Taïmé Obre Martinez est médecin cubaine. Elle a travaillé au Venezuela pendant 15 ans. «Je pense que Cuba a besoin de faire des échanges avec les autres pays du monde entier. Pas seulement les Etats-Unis. Mais tout est contrôlé par eux. Personne n'ose venir s'installer. La venue du président français, du ministre des Affaires étrangères russes... ça, ça peut nous aider à nous développer ! En fait, on voudrait juste qu'on nous laisse nous développer, comme on laisse n'importe quel autre pays le faire. Quel que soit sa politique. On est comme en guerre, depuis trop longtemps.»
Seule la levée de l'embargo pourra permettre de constater de réels changements. Mais comme le communisme, le capitalisme peut aussi bien faire des ravages.

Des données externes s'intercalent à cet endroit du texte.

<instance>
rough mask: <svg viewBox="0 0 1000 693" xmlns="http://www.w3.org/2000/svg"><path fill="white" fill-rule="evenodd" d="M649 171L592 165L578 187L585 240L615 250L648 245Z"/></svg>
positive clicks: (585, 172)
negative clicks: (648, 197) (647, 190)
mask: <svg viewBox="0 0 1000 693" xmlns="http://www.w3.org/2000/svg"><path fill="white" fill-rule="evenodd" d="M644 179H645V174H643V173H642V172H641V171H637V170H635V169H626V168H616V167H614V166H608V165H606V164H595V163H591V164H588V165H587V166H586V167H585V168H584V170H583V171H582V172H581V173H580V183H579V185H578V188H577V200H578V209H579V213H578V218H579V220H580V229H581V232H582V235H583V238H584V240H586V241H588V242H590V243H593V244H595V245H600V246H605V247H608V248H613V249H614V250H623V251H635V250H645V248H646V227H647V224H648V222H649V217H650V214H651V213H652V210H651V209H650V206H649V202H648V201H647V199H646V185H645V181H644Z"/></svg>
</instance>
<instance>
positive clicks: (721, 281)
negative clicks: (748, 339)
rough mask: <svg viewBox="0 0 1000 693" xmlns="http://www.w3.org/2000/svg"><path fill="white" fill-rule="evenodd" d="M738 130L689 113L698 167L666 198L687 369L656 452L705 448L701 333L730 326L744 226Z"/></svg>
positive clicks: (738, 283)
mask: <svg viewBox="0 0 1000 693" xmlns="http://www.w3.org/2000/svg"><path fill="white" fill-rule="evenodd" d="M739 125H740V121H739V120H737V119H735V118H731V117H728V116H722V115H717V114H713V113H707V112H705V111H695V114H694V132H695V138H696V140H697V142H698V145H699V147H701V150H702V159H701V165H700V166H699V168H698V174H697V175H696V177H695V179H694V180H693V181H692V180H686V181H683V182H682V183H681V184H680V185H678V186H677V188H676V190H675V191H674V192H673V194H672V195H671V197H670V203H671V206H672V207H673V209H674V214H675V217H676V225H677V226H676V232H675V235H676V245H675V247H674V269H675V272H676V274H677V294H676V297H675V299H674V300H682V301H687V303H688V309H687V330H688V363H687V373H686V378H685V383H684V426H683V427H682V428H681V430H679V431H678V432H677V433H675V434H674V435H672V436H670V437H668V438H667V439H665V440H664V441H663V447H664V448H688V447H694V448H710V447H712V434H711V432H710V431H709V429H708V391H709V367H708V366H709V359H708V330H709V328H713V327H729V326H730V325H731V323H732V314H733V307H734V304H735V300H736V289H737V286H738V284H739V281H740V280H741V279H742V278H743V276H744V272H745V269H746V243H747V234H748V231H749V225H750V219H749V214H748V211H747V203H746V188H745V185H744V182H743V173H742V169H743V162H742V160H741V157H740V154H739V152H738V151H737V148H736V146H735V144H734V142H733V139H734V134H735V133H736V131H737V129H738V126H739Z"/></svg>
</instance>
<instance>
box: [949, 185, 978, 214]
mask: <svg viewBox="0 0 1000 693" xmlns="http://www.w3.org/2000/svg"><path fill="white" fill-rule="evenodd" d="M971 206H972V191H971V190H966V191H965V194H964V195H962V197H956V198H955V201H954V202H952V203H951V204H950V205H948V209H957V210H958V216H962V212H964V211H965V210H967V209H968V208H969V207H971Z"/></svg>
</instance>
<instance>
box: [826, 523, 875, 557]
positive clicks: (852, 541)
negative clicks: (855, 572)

Romane Frachon, elle, s'inquiète pour les jeunes : «Puisqu'ils ne manquent de rien en termes d'alimentation, de soin et d'éducation, les jeunes cubains ont désormais des revendications 'du nord' : ils veulent à la fois garder leurs privilèges, mais aussi entreprendre. Ils ont une vision totalement idéalisée du capitalisme, avec les 80.000 cubains qui vivent à Miami et qui renvoient l'image d'une certaine facilité de vie, d'accès aux choses matérielles. Ils ne réalisent pas qu'ils peuvent tout perdre.»